Not sure about the Reloader press but the hand press comes with the ram prime. The ram prime works great and you can actually 'feel' when the primer has set.

sniper5
November 8, 2009, 01:47 PM
Have one, use it, and love it. I reload for about 10 military calibers and .38 and .357 mag. All my reloading gear fits in a 3 drawer portable tool box, so I can reload in the garage, den, living room, range, or kitchen table. Works fine, and does what I need it to do, and is reasonably fast for what I need. Reloaded about 200 rounds yesterday, 100 7.5 x 54 MAS, and 100 .38 special +P. Just turn off the football game and spend your time constructively and things get done before you know it. (sorry, don't like football, basketball, baseball, or anything else where I have to sit and watch other people have fun)

SomeSmuck
November 8, 2009, 04:59 PM
I'm also new to the reloading community. I've started out with the Lee handpress and like it just fine. In the long term, I'll get a bench press, but to start out and learn on, this has worked just fine. If you do more than a hundred or so at a time, you will likely want to get a bench press, but for smaller batches, again, it works just fine.

Have used for 30-30 and .444 Marlin. Just important to try to keep it reasonably level while using it, and have a reasonably snug case holder (had to get a Hornady case holder for the .444 as the Lee was just too loose).

Good luck!

BigJakeJ1s
November 8, 2009, 11:10 PM
I started out on a Lee hand press. It will work, but it is slow. If you can buy one in person, do so. Mine was poorly aligned, with the ram almost 0.1" off center to the die hole at top of stroke. It is nice for depriming, since its hollow ram holds all the spent primer and debris for you. Just remember to empty it before it gets full, since it can jam the shell holder in place, making it much harder to empty. I think 20 large primers was where I would stop and empty it.

I later purchased a Huntington Compac hand press, and liked it a lot better (for everything but depriming.) It can be fixed to a small block of wood such that it will stand up on its own if you need both hands for something else for a bit. However, it is more expensive than some bench mount presses. I has more leverage and is much more accurate than the Lee hand press.

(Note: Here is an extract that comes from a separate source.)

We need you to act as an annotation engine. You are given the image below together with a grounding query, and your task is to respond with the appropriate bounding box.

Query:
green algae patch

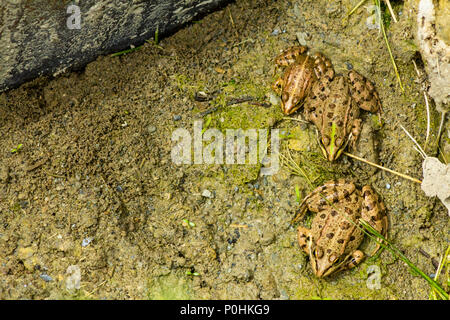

For less than the price of the Compac, you can purchase a Lee Classic Cast single stage press and mount it to a 2x6 which can then be clamped to a table or counter top for use. The LCC is a tremendous press in any right, but especially when you consider its very reasonable price.

I used my Compac until my wife bought be a co-ax press one Christmas. Now that is a nice press, but it is expensive too.

Andy

MovedWest
November 10, 2009, 05:07 AM
Pity me - this is my only press. I've reloaded about 3000 rounds of 44mag and 44spl with this device and it's still going strong. I live in a dinky apartment that doesn't grant me space to mount a turret press, so this is the best I can do. It's veeeeery sloooooooow... but it serves it's purpose.

-MW

chris in va
November 10, 2009, 12:56 PM
Reloaded 1500 9mm so far with mine. I can sit in my Lay-z-Boy and watch TV while doing menial case prep stuff. Lee really needs to upgrade the design though, not the most ergonomic piece of equipment.